Google yang begitu terbuka membiarkan kita menilai warung bakso, warteg, posyandu, bahkan kamar mandi SPBU tiba-tiba bungkam di depan kantor polisi. Alasannya? Katanya untuk mencegah “review bombing” atau komentar yang tidak relevan. Tapi sejujurnya, justru tempat-tempat seperti inilah yang paling layak mendapat penilaian publik, karena fungsinya memang untuk melayani publik.
Tentu tidak semua polisi buruk. Banyak yang benar-benar berdedikasi. Tapi dalam pengalaman warga, kadang muncul cerita tentang laporan yang lambat diproses, atau perkara yang diselesaikan secara “kekeluargaan” padahal mereka butuh kepastian hukum. Dalam masyarakat demokratis, kritik terhadap pelayanan semacam ini seharusnya tak hanya boleh tapi perlu.
Kritik itu bukan soal benci, tapi bentuk cinta yang menuntut perbaikan. Sama seperti ulasan buruk di Google bisa membantu pemilik warung bakso meningkatkan rasa kuah atau sambalnya, seharusnya penilaian publik terhadap institusi juga bisa jadi cermin untuk berbenah. Tapi sayangnya, cermin itu justru ditutup.
Menariknya, di sisi lain, akun-akun resmi aparat di media sosial justru sangat aktif. Video polisi menyeberangkan anak sekolah, membantu warga, bahkan berjoget bersama masyarakat banyak berseliweran di timeline kita. Ini positif, tentu. Tapi ketika kita ingin memberi tanggapan langsung di tempat resmi (baca: Maps), kok malah dilarang?

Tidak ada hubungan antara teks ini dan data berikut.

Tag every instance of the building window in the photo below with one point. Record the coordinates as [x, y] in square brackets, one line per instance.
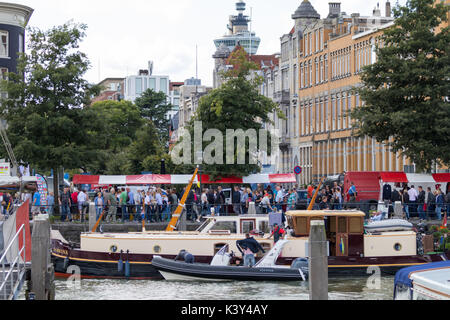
[138, 86]
[321, 69]
[310, 43]
[310, 73]
[317, 129]
[4, 43]
[302, 83]
[333, 113]
[306, 119]
[317, 71]
[163, 85]
[302, 120]
[295, 76]
[306, 44]
[322, 40]
[21, 43]
[338, 113]
[152, 84]
[349, 108]
[4, 76]
[317, 40]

Sebagian warga menyebut fenomena ini sebagai gejala "parcok", istilah populer dan jenaka untuk menggambarkan kompleksitas dinamika antara masyarakat dan institusi berseragam coklat. Bukan untuk menghina, tapi karena publik kerap merasa tak punya saluran kritik yang aman dan terbuka.

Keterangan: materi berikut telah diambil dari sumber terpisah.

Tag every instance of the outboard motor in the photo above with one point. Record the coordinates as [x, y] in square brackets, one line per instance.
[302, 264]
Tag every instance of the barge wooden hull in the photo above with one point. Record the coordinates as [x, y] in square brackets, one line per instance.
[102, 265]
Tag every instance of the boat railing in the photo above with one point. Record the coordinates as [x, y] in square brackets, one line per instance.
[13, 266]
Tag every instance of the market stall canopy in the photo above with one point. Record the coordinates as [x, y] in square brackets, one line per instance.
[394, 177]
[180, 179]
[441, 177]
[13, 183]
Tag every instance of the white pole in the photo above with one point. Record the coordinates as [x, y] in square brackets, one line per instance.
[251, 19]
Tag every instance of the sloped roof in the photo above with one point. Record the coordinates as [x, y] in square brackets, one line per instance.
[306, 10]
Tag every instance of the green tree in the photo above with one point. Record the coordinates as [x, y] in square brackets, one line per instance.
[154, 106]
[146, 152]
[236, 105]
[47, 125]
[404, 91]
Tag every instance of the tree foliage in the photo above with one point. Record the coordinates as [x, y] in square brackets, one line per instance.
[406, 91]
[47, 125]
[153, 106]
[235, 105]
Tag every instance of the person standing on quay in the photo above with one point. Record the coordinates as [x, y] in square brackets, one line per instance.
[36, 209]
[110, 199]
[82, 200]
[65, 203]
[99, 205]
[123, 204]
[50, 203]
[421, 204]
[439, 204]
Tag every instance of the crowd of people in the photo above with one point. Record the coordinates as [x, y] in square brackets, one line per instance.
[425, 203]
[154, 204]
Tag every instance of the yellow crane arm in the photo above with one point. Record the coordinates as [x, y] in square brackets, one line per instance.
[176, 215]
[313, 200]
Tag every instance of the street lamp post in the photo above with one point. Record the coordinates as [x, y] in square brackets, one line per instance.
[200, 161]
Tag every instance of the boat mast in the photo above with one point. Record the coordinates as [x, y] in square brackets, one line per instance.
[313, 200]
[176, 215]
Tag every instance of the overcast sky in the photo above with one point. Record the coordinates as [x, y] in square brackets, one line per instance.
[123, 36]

Menonaktifkan fitur review mungkin dianggap sebagai cara menjaga “wibawa lembaga.” Tapi wibawa yang sehat justru lahir dari transparansi dan keterbukaan terhadap kritik. Membuka ruang ulasan publik bukan ancaman, justru itu cara terbaik menjaga kepercayaan.
Masyarakat tak meminta yang muluk-muluk. Mereka hanya ingin ketika mengisi laporan kehilangan, tak ikut kehilangan harapan.